Perl `defined' and `undef' subroutine scope

Question

Please take a look at the following code:

use strict;
use warnings;


print "subroutine is defined\n" if defined &myf;
myf();

sub myf
{
        print "called myf\n";
}

undef &myf;
#myf();
print "now subroutine is defined\n" if defined &myf;

The output is

subroutine is defined
called myf

The first print statement can print, does that mean the interpreter (or compiler?) looks further and sees the subroutine definition? If so, why it doesn't see the undef &myf; as the second print statement?

Thanks

Answer 1

That doesn't have to do with scope, but with compile time and run time. Here's a simplified explanation.

The Perl interpreter will scan your code initially, and follow any use statements or BEGIN blocks.
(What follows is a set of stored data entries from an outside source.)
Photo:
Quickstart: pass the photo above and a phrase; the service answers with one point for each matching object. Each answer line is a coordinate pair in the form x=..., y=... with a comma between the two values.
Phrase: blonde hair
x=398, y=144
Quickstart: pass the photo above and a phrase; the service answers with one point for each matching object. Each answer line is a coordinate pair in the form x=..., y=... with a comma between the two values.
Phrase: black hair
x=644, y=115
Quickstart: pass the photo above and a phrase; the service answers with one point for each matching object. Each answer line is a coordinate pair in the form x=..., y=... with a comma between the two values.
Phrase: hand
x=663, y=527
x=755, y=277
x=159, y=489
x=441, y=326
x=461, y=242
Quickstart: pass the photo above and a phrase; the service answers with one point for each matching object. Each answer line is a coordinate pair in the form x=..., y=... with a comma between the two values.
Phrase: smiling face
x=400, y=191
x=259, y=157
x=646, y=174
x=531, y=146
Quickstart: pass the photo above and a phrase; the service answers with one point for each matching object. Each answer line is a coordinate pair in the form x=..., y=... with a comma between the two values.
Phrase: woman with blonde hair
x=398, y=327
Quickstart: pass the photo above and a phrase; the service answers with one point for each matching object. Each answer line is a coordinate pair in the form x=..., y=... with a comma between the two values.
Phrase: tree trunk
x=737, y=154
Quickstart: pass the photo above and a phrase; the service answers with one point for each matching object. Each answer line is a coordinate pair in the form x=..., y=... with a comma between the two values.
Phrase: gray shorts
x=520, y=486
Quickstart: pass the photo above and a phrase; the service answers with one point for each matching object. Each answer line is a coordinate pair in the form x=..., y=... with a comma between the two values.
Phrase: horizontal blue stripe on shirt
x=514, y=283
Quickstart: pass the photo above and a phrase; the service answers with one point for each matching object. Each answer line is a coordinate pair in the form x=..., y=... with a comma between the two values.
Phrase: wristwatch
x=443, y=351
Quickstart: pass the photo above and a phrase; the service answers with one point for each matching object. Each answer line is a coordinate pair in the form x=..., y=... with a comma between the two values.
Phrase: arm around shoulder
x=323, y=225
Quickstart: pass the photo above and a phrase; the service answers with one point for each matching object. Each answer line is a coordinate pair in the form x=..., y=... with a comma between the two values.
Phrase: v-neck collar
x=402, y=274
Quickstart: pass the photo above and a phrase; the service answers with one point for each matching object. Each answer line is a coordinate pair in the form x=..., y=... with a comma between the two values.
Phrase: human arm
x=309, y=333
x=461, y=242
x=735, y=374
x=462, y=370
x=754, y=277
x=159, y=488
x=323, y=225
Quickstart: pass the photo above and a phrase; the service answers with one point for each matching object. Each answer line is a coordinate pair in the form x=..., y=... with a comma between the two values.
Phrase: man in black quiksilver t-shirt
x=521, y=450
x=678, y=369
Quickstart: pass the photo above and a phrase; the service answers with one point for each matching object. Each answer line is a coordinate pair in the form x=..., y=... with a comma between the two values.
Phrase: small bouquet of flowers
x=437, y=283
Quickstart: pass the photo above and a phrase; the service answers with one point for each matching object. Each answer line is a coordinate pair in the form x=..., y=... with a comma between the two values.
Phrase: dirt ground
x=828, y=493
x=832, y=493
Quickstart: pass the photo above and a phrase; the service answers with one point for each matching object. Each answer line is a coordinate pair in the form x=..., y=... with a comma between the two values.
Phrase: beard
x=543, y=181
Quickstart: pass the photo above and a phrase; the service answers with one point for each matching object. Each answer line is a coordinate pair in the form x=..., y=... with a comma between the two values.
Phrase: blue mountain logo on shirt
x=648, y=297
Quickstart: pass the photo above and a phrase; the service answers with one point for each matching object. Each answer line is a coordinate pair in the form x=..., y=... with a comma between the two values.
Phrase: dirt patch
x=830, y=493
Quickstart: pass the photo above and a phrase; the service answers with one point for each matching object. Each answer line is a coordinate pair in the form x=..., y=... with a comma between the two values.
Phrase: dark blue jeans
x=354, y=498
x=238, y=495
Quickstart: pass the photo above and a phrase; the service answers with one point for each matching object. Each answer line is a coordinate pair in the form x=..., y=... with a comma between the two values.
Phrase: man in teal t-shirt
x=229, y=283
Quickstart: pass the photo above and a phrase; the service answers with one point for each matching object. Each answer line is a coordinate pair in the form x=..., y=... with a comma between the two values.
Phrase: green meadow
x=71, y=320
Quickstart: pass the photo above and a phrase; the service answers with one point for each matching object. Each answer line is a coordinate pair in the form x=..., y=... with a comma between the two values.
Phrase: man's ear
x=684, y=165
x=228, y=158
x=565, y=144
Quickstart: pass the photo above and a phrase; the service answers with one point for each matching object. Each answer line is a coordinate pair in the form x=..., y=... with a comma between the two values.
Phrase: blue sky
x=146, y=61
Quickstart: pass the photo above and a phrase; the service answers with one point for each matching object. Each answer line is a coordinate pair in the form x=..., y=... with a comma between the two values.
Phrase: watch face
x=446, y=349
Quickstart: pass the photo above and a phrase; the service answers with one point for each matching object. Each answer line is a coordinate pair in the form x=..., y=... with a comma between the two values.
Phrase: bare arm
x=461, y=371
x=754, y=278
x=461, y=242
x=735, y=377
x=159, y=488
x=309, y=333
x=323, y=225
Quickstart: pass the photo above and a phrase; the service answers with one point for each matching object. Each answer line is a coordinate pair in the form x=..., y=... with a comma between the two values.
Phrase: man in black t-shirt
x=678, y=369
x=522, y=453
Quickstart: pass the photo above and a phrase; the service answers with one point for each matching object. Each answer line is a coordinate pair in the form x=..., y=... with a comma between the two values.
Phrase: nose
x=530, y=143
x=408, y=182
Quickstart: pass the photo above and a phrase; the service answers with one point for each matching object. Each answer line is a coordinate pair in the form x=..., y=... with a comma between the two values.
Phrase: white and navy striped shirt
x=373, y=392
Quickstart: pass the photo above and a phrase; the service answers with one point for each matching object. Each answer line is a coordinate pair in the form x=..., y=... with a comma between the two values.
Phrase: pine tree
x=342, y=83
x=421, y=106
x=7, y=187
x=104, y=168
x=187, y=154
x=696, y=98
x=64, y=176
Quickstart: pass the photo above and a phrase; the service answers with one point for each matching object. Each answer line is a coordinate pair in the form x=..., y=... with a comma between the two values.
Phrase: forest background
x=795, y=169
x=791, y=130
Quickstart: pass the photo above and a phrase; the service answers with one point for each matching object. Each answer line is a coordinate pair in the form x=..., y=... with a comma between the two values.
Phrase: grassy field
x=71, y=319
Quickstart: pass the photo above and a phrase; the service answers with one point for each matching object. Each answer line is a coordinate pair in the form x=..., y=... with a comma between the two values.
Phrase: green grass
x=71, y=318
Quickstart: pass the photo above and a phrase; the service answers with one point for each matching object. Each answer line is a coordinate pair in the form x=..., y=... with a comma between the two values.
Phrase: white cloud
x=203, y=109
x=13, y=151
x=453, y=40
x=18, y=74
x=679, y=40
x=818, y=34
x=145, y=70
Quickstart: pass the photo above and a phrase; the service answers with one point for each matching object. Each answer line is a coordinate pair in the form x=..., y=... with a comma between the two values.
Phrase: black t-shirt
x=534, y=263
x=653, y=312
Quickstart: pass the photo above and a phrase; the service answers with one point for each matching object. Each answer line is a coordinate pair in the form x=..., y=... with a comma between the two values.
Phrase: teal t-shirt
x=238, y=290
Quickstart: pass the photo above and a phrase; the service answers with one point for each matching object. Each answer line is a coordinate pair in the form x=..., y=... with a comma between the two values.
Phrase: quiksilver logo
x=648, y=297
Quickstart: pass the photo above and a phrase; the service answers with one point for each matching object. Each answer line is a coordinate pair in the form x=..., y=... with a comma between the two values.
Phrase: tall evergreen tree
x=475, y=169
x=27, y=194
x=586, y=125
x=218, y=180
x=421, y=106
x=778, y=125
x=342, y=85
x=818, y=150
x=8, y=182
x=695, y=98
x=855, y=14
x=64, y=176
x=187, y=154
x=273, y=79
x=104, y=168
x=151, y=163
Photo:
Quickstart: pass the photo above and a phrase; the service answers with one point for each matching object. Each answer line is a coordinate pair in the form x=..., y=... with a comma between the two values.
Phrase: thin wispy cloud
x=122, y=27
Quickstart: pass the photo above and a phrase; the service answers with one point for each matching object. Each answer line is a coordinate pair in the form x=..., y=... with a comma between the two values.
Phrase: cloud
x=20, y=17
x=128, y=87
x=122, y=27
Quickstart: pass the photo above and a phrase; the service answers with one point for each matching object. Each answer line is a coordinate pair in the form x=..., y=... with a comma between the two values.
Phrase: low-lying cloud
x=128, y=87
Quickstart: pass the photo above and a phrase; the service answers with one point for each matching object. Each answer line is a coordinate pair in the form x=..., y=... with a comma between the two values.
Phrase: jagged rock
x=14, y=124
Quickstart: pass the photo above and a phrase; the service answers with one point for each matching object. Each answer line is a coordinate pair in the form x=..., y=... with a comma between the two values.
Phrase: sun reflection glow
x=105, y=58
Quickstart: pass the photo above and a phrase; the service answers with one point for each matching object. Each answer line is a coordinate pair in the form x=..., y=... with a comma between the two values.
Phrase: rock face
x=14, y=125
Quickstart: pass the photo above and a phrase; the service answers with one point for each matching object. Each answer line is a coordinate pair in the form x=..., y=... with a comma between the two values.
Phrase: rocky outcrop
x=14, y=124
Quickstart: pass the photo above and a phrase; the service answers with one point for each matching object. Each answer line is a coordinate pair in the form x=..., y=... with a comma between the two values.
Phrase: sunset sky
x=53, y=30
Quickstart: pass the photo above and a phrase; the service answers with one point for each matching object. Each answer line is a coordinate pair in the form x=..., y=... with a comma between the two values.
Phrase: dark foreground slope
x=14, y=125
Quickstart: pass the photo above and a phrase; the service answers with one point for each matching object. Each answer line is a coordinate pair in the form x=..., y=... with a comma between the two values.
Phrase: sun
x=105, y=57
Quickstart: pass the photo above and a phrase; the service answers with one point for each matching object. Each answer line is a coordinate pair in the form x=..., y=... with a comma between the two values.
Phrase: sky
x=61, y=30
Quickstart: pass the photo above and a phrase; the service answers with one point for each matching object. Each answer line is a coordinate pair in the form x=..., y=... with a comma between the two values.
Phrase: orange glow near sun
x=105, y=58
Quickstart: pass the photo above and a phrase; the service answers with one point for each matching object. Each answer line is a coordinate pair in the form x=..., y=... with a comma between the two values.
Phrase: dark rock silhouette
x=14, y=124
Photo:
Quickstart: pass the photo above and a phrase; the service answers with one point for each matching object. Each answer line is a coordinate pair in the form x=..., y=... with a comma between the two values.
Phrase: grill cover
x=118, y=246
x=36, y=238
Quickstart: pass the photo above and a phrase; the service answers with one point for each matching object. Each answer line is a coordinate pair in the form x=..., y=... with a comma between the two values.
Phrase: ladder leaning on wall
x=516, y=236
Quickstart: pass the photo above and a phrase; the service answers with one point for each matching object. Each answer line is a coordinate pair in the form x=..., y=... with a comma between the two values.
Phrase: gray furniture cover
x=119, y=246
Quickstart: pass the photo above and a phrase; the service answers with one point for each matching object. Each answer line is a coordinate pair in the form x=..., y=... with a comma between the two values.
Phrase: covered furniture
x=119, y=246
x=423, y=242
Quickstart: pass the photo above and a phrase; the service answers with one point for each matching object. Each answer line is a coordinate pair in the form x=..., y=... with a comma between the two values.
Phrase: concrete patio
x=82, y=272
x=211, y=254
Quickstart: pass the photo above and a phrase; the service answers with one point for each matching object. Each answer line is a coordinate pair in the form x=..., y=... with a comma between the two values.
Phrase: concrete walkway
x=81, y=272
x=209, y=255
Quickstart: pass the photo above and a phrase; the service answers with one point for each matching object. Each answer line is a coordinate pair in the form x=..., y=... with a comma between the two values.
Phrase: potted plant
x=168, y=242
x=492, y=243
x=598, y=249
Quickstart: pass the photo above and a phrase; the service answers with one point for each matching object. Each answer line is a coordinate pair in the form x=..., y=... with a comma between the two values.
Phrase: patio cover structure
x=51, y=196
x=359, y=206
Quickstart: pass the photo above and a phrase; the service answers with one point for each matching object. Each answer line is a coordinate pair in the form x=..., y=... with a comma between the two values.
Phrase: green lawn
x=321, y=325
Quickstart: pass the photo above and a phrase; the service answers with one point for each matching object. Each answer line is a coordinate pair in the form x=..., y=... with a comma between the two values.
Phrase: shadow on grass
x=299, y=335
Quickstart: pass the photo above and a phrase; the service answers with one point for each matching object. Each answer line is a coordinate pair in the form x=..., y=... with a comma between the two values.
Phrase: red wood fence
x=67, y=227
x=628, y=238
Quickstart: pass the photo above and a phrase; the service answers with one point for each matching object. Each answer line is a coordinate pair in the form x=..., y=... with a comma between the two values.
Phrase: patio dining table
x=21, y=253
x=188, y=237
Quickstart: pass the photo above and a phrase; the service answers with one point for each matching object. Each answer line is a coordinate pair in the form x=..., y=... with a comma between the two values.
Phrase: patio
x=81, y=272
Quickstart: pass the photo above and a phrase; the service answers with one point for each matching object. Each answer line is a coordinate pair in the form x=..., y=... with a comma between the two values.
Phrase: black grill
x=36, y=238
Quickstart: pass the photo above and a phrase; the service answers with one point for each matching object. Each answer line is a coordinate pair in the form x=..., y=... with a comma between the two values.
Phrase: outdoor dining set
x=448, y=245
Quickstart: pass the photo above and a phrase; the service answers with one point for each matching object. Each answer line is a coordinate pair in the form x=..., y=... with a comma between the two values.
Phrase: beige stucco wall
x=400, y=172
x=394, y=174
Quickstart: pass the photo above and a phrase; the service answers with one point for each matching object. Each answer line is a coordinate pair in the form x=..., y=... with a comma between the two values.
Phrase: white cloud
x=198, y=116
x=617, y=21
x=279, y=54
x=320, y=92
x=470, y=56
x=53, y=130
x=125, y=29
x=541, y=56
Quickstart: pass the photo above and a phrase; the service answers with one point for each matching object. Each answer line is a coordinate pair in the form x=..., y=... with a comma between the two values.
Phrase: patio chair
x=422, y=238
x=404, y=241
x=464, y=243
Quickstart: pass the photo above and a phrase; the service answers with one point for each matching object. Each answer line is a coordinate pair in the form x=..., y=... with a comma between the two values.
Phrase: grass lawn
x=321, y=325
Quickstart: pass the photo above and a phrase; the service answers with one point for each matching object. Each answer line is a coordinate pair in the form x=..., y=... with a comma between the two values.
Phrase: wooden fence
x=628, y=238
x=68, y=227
At that point, it sees all the subs, and notes them down in their respective packages. So now you have a &::myf in your symbol table.

When compile time has reached the end of the program, it will switch into run time.

At that point, it actually runs the code. Your first print statement is executed if &myf is defined. We know it is, because it got set at compile time. Perl then calls that function. All is well. Now you undef that entry in the symbol table. That occurs at run time, too.

After that, defined &myf returns false, so it doesn't print.

You even have the second call to myf() there in the code, but commented out. If you remove the comment, it will complain about Undefined subroutine &main::myf called. That's a good hint at what happened.

So in fact it doesn't look forward or backward in the code. It is already finished scanning the code at that time.

---

The different stages are explained in perlmod.

Note that there are not a lot of use cases for actually undefing a function. I don't see why you would remove it, unless you wanted to clean up your namespace manually.